PARTNER FEATURE: Smartphone keyboards are poised to go to the next level thanks to advances in artificial intelligence (AI) which can help users express themselves better, Bill Hu, co-founder and CEO of Kika Tech, maker of a keyboard app, believes.

Hu (pictured) said AI creates “intriguing opportunities” to work alongside humans and streamline communications.

“The overhead it takes for a user to communicate is greatly reduced with voice input, since devices can not only accurately recognise the words being said, but also the emotion with which the user speaks,” he said.

Based on this, AI can be leveraged to suggest better phrases or words to make the user more clear in e-mails and texts, and can also suggest emojis, GIFs and stickers to make communication more expressive. This closes the gap between actual conversations and those over smartphones, where human emotion and tone of voice is missing.
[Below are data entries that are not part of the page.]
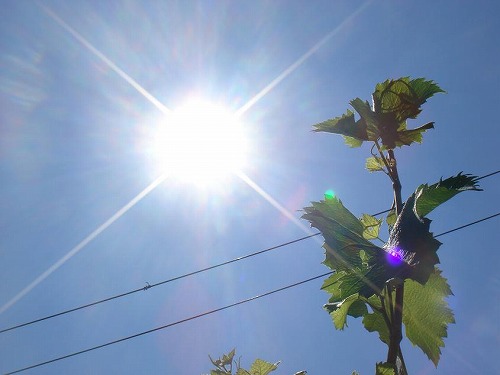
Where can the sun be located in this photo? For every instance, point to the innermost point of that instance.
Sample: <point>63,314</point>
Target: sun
<point>200,142</point>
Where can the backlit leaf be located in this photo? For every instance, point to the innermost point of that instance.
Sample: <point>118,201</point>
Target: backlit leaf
<point>403,97</point>
<point>374,164</point>
<point>412,246</point>
<point>429,197</point>
<point>338,311</point>
<point>374,322</point>
<point>344,125</point>
<point>385,369</point>
<point>426,314</point>
<point>342,231</point>
<point>407,137</point>
<point>260,367</point>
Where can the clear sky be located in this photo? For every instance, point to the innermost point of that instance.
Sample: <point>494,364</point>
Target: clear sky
<point>84,85</point>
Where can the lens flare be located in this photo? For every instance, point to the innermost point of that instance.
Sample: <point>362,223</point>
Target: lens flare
<point>394,256</point>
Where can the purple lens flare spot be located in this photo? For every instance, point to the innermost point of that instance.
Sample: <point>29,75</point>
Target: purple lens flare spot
<point>394,256</point>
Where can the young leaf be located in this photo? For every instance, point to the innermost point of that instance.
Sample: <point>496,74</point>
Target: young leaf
<point>374,322</point>
<point>260,367</point>
<point>342,231</point>
<point>374,164</point>
<point>345,125</point>
<point>339,311</point>
<point>427,315</point>
<point>372,226</point>
<point>369,117</point>
<point>391,218</point>
<point>429,197</point>
<point>385,369</point>
<point>403,97</point>
<point>352,142</point>
<point>411,246</point>
<point>407,137</point>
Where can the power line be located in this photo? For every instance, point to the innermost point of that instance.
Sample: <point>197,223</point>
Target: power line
<point>467,225</point>
<point>218,309</point>
<point>172,324</point>
<point>215,310</point>
<point>148,286</point>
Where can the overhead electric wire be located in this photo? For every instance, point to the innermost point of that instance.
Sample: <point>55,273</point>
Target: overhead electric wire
<point>172,324</point>
<point>212,311</point>
<point>148,286</point>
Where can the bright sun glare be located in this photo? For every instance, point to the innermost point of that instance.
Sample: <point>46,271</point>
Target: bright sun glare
<point>201,143</point>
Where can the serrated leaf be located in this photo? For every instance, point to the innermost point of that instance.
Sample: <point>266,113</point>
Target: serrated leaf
<point>342,231</point>
<point>412,246</point>
<point>374,164</point>
<point>345,125</point>
<point>369,117</point>
<point>407,137</point>
<point>352,142</point>
<point>385,369</point>
<point>260,367</point>
<point>394,102</point>
<point>374,322</point>
<point>430,197</point>
<point>427,315</point>
<point>403,97</point>
<point>391,218</point>
<point>372,226</point>
<point>339,311</point>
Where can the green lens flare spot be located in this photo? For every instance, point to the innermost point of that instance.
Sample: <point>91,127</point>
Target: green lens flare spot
<point>329,194</point>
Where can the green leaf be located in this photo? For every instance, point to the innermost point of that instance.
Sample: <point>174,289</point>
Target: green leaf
<point>391,217</point>
<point>369,117</point>
<point>429,197</point>
<point>339,311</point>
<point>412,246</point>
<point>260,367</point>
<point>385,369</point>
<point>374,322</point>
<point>372,226</point>
<point>407,137</point>
<point>344,125</point>
<point>352,142</point>
<point>342,231</point>
<point>374,164</point>
<point>394,102</point>
<point>403,97</point>
<point>426,314</point>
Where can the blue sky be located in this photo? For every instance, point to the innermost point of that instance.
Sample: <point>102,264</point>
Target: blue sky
<point>72,154</point>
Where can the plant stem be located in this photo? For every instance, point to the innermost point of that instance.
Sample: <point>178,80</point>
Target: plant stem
<point>396,323</point>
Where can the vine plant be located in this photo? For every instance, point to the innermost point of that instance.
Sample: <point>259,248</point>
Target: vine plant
<point>398,282</point>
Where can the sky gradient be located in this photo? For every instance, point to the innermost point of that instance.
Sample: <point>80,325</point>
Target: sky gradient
<point>84,214</point>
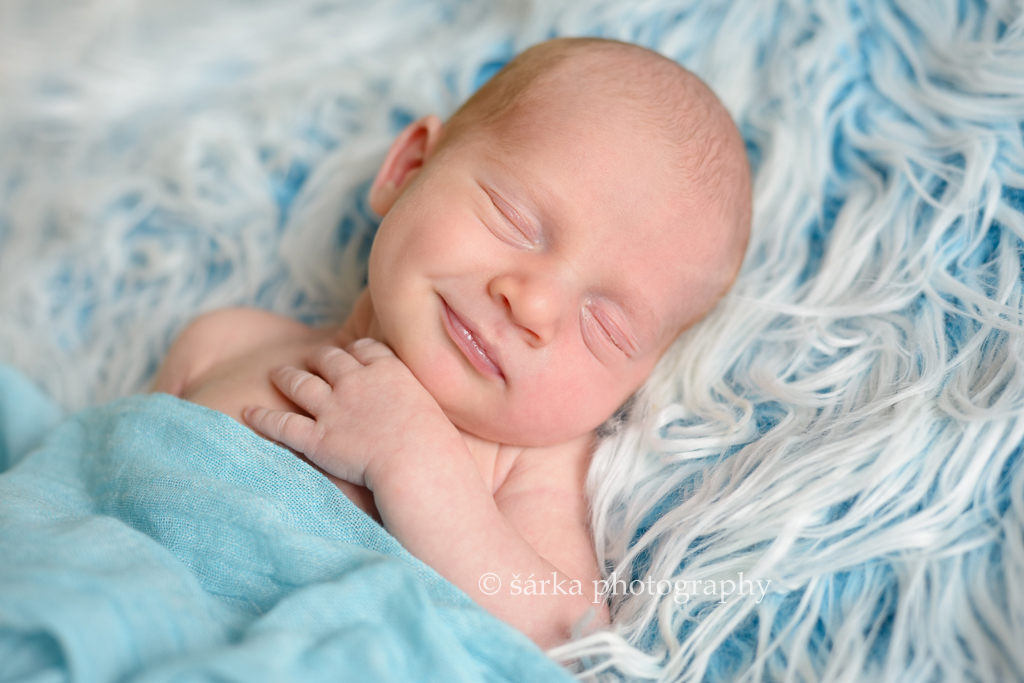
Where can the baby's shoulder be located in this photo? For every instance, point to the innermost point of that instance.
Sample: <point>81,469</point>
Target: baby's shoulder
<point>219,336</point>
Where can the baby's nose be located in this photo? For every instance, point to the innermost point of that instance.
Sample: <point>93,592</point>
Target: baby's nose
<point>535,303</point>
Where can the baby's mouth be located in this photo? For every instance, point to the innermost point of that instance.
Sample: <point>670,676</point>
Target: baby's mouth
<point>470,343</point>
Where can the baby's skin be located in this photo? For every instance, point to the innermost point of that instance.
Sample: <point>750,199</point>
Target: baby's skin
<point>538,254</point>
“Verbal communication is much more informal and tends to have more sentence fragments. AI-driven voice engine is able to recognise and correct the misused words or grammatical errors to make communication more clear,” Hu explained.

According to him, users have been forced to speak the language of computers in order to communicate, but now the tide has changed, with humans teaching computers to communicate in their language.

He also believes that “underlying expressions”, or the emotions behind a conversation, have always played a crucial role in communication and social bonding and now: “Despite being in a technology driven society, it is still our most natural means of interacting with the world.”

Hu founded Kika with Ric Zhou. Kika Tech provides users with the ability to communicate with each other authentically, predicting a user’s intent and context to make their communication expressive, preserving the “genuine nature” of human conversations.

Above all, Kika’s mission is to decrease the time that individuals take to connect with each other through technology by five times, by using AI to predict a user’s intent and “preserve the genuine nature of human conversation.”

To achieve this, the company’s keyboard uses deep learning, Natural Language Processing, and image and voice recognition.

Challenges
The number one challenge is to collect enough data, according to Hu, because systems don’t just require more information than humans to understand concepts or recognise patterns, they require hundreds of thousands times more.

Kika is on the right track: on average, a user engages with its app 120 times a day, which is equivalent to 50 minutes, plus the app has been downloaded 400 million times and has 60 million monthly active users. Hu believes collecting and analysing this data is key to predicting contexts and emotions more accurately.

“As more voice usage data becomes available, speech recognition accuracy also improves. When more people use voice interfaces, more data is gathered, which helps algorithms work better, thus delivering dramatic improvements in accuracy. As AI systems get closer to understanding the full breadth of human knowledge, they will become much better at predictive analytics and answering all kinds of questions,” Hu said.

Eventually, he said, smartphones will know users better than they know themselves.

An example of this what Google is doing: introducing a new way for its AI-powered services to improve as people use them by testing whether its mobile services could use an approach called Federated Learning to refine their underlying machine-learning models.

With algorithms powered by deep learning, smartphones will be trained to learn about each user based on big data, Hu said.

In the future, Hu predicts keyboards will create massive amounts of data that will be analysed by deep-learning technologies. This process will be the foundation for the future of AI.

“Soon our smart devices will anticipate our needs versus responding to our commands.”

Hu’s vision for Kika’s future is “to extend into far more smart devices.” Currently Kika’s technology is integrated into 150 aircraft and 1 million smart TVs.

At MWC Americas, Kika will be showcasing the company’s AI technology, and looking to engage new partners. An example of partnerships include the recent keyboard announcements for fans of FC Barcelona and Real Madrid C.F., helping them to “celebrate their team and moments with stickers and customised keyboard themes.”